His uncle listened with interest, not unmixed with some alarm, interrupting him at times with questions.

“You did well, both of you,” Captain Sturdy said approvingly when Don had finished. “Though it would perhaps, have been more prudent if you had summoned help as soon as you had discovered the state of things before you climbed through the transom. You ran a big chance of having one or both of those rascals stick a knife into you.”

“I suppose so,” answered Don. “But I didn’t think of that. All I saw was that helpless old man in the power of those villains. If they’d only been a minute or two later in getting back, we’d have had the old man out on the deck, and they wouldn’t have dared to attack him there.”

“It’s curious that the thieves should have attempted so bold a thing right here on the ship,” remarked the professor. “They must have been desperately anxious to get what he had. Had they searched his baggage?”

“No,” replied Don. “And that’s the funny thing about it. They hadn’t broken into his bags or trunk, and it didn’t seem that they intended to do so.”

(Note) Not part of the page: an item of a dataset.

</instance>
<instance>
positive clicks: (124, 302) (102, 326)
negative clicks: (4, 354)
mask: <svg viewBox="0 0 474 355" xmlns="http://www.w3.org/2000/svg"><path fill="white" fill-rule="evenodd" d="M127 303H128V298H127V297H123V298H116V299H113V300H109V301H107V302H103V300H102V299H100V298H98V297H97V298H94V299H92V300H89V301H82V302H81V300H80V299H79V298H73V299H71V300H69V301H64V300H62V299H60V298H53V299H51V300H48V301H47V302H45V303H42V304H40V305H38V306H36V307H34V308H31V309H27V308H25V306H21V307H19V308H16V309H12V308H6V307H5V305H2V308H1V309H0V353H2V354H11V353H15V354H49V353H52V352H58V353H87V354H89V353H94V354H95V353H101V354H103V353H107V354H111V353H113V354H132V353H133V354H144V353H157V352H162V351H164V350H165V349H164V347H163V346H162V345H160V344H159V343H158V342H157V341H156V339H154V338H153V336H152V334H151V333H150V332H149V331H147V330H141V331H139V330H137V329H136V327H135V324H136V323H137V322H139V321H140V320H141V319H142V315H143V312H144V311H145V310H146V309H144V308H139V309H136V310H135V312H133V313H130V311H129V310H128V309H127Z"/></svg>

“But you say that they were there to rob him?” said the professor, in some perplexity.

“Yes,” replied Don. “But the thing they wanted to get wasn’t in his baggage. It was in his mind.”

“You mean they wanted to extort a secret from him?” put in the captain.

“That was it,” Don affirmed. “The old Egyptian told us that himself. They were going to torture him to get it out of him.”

“It must have been very valuable if they were prepared to go to such lengths as that,” remarked the professor. “Did he tell you what it was?”